Medikamente bleiben Apothekensache

Ein neuerlicher Vorstoß der Drogeriemarktkette dm, auch Medikamente verkaufen zu dürfen, wurde vom Verfassungsgericht abgewiesen.


Eine offene Hand, in der verschiedene Medikamente liegen
Die Abgabe von Medikamenten soll in Apotheken-Hand bleiben (© Gundula Vogel/Pixabay)

Schon einmal hat dm versucht, den sogenannten Apothekenvorbehalt zu kippen. Ohne Erfolg. Und auch jetzt wurde ein weiterer Anlauf in diese Richtung vom Verfassungsgerichtshof (VfGH) unterbunden.

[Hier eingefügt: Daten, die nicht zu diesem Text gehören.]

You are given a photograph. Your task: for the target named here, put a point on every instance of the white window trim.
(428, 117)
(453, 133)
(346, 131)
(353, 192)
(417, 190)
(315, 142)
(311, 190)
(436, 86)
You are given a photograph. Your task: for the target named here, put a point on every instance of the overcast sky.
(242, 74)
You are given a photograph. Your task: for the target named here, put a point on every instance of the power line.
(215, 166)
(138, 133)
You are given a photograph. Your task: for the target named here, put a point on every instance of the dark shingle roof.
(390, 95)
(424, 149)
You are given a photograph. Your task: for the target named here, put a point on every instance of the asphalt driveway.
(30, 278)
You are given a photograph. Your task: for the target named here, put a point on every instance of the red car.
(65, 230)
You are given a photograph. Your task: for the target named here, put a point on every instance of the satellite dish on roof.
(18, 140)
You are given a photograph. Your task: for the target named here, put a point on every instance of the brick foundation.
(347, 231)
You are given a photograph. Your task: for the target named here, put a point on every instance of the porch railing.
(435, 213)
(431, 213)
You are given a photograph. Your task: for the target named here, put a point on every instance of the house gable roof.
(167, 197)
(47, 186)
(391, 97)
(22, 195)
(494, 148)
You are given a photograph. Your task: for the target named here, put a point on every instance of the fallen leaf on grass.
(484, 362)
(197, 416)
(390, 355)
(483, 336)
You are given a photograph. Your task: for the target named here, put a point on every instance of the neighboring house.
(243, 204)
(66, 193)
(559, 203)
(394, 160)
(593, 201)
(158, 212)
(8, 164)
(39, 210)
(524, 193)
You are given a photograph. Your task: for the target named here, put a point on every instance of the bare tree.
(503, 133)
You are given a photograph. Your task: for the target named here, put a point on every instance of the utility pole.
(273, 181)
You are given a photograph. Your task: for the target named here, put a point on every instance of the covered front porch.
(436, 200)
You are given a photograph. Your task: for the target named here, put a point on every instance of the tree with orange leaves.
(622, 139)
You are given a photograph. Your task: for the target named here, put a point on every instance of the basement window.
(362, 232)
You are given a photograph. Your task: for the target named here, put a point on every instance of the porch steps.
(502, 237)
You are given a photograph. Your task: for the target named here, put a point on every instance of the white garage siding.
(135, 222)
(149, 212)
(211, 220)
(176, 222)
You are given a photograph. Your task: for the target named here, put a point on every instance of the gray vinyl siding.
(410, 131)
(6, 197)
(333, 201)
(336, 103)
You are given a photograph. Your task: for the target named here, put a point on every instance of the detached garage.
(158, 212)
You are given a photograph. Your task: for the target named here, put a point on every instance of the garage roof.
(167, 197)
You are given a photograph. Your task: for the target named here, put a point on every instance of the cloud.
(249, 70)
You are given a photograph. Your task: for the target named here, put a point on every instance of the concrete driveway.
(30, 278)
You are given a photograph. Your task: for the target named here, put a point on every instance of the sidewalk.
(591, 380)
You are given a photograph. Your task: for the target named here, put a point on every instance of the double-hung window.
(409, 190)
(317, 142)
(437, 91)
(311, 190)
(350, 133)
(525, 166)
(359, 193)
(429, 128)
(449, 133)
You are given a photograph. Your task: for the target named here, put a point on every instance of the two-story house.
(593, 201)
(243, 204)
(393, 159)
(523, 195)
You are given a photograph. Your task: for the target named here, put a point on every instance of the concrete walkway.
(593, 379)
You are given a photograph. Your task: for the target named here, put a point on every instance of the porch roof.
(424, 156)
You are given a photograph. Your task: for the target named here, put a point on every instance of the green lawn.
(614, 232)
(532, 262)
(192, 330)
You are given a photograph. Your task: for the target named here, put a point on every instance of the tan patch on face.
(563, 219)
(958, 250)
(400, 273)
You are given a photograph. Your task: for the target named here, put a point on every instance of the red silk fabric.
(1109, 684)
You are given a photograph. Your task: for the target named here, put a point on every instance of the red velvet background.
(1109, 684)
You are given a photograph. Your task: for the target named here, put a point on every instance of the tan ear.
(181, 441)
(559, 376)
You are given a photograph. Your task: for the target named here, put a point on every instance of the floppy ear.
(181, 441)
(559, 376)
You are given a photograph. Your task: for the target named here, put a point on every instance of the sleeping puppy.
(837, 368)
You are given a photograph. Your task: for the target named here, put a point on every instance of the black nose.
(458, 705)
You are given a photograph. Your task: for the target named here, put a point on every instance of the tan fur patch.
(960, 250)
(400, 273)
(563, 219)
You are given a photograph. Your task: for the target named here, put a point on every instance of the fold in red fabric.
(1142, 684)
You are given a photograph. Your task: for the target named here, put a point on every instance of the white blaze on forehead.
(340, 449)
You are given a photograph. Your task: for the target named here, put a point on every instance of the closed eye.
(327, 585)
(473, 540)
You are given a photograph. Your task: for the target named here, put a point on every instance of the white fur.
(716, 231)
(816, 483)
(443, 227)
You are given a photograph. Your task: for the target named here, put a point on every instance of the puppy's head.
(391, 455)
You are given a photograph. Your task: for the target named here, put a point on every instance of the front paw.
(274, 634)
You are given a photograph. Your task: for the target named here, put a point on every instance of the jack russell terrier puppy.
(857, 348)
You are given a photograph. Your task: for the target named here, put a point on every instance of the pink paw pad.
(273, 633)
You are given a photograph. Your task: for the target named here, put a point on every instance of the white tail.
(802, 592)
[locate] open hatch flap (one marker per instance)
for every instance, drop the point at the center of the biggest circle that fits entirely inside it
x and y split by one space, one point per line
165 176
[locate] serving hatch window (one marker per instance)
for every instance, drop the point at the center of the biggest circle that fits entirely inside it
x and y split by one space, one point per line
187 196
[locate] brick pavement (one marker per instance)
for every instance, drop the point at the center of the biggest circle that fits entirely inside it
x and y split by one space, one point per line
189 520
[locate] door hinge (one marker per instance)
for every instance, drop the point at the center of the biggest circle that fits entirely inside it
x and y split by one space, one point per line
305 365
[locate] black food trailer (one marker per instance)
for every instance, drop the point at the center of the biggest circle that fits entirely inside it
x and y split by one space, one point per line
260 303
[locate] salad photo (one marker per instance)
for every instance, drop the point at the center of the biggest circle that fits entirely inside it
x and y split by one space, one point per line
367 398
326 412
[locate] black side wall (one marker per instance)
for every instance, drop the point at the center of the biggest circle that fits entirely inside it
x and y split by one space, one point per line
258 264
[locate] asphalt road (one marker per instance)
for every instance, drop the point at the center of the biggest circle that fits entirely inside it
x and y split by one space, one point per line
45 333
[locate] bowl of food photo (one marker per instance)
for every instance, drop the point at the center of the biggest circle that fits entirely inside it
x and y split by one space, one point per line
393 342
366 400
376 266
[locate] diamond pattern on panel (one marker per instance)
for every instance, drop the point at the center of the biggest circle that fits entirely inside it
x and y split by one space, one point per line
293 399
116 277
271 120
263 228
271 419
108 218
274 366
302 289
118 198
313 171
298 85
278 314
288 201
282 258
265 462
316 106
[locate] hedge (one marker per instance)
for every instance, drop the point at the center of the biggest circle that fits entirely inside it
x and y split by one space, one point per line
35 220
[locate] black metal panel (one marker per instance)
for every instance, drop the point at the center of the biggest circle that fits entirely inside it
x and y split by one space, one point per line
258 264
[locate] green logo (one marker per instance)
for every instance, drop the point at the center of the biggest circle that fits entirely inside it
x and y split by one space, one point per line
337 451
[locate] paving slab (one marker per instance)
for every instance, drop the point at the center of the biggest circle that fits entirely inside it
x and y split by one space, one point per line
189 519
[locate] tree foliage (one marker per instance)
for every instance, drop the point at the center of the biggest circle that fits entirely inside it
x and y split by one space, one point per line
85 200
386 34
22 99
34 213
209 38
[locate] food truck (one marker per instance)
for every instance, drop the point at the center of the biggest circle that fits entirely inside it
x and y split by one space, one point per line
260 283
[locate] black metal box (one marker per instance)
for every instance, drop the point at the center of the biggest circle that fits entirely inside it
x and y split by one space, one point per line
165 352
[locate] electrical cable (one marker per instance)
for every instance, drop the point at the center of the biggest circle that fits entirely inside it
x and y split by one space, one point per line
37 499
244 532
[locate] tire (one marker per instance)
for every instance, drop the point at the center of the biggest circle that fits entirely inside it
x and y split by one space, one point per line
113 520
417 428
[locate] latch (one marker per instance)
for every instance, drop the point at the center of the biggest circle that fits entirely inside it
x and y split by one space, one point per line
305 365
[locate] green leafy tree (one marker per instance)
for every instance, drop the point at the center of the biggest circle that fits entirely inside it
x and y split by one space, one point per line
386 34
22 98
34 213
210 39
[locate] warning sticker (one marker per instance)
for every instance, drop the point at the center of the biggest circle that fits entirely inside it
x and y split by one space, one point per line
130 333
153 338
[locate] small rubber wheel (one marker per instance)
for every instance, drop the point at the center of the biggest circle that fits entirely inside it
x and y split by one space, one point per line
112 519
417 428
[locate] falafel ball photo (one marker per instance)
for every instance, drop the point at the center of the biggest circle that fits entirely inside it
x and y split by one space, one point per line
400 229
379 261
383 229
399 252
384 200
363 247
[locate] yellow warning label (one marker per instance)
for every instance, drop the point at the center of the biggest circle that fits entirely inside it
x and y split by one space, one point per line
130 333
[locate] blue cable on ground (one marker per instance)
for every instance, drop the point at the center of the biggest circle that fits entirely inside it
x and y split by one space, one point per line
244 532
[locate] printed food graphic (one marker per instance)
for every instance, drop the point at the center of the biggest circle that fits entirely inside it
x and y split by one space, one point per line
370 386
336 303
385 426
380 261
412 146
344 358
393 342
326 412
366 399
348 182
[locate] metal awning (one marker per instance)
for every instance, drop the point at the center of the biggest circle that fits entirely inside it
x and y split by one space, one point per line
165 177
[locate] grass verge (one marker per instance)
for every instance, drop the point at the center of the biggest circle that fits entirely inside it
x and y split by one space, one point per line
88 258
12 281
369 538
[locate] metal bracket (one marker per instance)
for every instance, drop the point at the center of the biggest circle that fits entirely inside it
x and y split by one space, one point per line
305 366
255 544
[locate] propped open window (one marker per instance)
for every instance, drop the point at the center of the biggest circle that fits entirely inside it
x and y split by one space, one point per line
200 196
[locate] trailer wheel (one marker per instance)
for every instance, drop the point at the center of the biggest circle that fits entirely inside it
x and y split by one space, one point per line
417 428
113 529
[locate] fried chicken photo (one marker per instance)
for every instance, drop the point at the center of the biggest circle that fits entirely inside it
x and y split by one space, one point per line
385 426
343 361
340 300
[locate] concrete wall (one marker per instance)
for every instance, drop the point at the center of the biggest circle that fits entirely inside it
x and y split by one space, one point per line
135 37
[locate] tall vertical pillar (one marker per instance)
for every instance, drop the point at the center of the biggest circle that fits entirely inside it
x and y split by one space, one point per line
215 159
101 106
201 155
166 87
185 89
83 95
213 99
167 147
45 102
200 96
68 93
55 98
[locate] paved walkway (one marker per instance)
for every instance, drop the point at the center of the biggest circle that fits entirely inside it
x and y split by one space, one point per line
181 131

Konkret ging es der Drogeriemarktkette darum, dass rezeptfreie Arzneimittel wie Aspirin („OTC-Produkte“) auch in ihren Filialen verkauft werden dürfen. Ein umstrittenes Vorhaben. Denn: „Medikamente sind keine herkömmlichen Konsumgüter. Sie müssen mit Bedacht eingesetzt werden und dabei brauchen die Menschen die Unterstützung von pharmazeutischen Profis“, meint Jürgen Rehak, Präsident des Österreichischen Apothekerverbands.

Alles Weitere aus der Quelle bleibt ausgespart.